Morgan menatap ke lantai satu. Tepat ketika melihat beberapa orang tengah berkumpul di UKS. Morgan tersenyum lebar sebelum berlari cepat menuruni tangga dan menuju ke depan UKS. Morgan bergabung dengan anak-anak PMR yang hendak memulai latihan pertama mereka.

"Hai. Gue gabung, ya?" Ujar Morgan kepada ketua tim PMR yang tengah memperkenalkan dirinya. Kehadiran Morgan sontak menjadi sorotan anak-anak PMR yang memang hampir tujuh puluh persen cewek. Sisanya cowok.

"Loe ngapain ke sini, sih?" Tanya ketua tim PMR yang bernama Christy itu kesal.

"Gue males pulang, Chris. Ayolah, kali ini aja gue gabung." Morgan memelas. Anak-anak PMR mulai menahan tawa melihat aksi Morgan yang benar-benar menggemaskan.

"Loe itu cuma jadi pengganggu latihan. Nanti pada gak fokus. Mending loe kalo gak mau pulang, main ke rumah sahabat loe aja, tuh, si Bisma." Cetus Christy kesal. Morgan kembali memasang wajah memelas. "Bisma jalan sama pacarnya, Chris. Masa gue main ke rumahnya terus orangnya gak ada?
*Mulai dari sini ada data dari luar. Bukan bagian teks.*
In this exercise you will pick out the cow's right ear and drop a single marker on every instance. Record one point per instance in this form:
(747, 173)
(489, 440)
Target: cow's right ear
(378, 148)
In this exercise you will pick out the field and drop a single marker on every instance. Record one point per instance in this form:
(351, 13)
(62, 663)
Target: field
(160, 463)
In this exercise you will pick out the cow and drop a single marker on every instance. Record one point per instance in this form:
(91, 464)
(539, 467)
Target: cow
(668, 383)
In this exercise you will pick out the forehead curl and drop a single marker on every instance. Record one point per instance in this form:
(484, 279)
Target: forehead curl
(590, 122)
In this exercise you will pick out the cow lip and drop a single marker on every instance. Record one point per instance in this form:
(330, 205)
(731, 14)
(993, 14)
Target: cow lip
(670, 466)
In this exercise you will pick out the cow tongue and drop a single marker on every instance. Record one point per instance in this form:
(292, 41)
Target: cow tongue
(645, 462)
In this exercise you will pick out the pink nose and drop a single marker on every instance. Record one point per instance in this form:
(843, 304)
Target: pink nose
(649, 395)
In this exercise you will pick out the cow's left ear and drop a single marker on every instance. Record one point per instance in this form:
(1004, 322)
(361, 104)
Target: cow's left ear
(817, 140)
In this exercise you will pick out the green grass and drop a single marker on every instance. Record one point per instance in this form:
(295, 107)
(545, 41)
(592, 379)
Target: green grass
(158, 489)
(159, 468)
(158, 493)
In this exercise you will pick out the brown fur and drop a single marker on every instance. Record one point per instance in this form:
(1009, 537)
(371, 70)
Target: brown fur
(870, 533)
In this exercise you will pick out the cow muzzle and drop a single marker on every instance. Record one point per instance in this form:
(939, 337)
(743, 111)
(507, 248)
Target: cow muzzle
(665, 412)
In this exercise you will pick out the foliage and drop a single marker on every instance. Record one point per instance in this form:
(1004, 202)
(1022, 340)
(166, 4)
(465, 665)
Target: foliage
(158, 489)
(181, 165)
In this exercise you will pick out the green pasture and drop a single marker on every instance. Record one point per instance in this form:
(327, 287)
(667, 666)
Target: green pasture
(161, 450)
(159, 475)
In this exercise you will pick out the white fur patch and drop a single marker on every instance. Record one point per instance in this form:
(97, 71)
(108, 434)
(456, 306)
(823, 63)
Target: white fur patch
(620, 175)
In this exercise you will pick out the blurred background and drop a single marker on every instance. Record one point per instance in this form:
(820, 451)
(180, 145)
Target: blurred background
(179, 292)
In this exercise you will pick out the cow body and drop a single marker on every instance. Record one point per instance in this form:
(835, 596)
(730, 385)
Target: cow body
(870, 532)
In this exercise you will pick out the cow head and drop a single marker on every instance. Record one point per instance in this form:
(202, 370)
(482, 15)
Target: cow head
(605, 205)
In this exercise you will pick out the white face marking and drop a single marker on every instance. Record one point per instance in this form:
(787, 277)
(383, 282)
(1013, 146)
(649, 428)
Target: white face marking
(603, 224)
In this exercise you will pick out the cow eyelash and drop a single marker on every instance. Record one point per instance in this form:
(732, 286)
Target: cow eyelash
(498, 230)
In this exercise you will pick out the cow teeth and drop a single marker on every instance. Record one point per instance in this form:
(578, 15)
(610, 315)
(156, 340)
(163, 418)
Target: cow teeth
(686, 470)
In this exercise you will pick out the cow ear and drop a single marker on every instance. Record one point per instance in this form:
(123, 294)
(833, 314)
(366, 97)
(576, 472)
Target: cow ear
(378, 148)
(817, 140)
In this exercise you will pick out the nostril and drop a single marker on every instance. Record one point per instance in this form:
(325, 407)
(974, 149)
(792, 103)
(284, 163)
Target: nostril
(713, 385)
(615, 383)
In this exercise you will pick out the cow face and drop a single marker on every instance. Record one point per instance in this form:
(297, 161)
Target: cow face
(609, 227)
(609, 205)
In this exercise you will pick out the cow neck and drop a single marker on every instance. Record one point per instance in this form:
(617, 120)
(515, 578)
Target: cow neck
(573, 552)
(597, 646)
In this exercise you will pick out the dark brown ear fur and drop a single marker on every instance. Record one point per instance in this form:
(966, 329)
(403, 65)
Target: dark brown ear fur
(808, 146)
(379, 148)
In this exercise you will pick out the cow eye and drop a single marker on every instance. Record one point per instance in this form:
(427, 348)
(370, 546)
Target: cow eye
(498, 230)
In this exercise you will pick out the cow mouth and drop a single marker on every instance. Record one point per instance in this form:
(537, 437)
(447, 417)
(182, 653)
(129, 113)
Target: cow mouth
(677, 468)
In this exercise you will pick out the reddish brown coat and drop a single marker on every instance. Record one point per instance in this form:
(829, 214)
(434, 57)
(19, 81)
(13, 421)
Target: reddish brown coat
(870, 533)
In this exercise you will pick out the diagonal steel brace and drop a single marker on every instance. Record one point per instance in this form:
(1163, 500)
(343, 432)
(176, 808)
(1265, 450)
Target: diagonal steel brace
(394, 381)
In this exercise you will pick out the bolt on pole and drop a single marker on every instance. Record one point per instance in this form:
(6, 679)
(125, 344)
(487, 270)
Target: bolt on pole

Gak sopan banget."

Christy menarik nafas pasrah sebelum menganggukkan kepala. "Ya, udah duduk. Inget, ya. Jangan macem-macem. Jangan ganggu yang lainnya." Ancam Christy. Morgan mengangkat jempolnya sebelum mengedarkan pandangannya mencari tempat untuk duduk.

Akhirnya, Morgan melangkah dan duduk di samping...Aelke yang sedari tadi hanya diam. Morgan sempat tersenyum dan menyapa, "hai." Aelke pun hanya membalas, "hai, juga." Sebelum fokus pada Christy yang tengah menjelaskan tentang peralatan PMR.


Setelah PMR selesai sekitar pukul lima sore, Aelke segera menghubungi supir untuk menjemputnya pulang. Namun, saat selesai menelepon, tiba-tiba saja, Morgan sudah berada di hadapannya dan bertanya, "mau pulang bareng?" Aelke tersenyum dan menggelengkan kepalanya. "Gak usah. Dijemput."

Morgan menganggukkan kepalanya. "Oh, okay." Dia menatap lurus ke depan sebelum tersenyum lebar. Dia melangkah cepat sambil berteriak, "Christy! Bareng gue, yuk!"

Aelke menarik nafas. Ternyata, Morgan benar-benar seorang playboy. Dia punya banyak pilihan gadis yang bisa dia ajak ke manapun.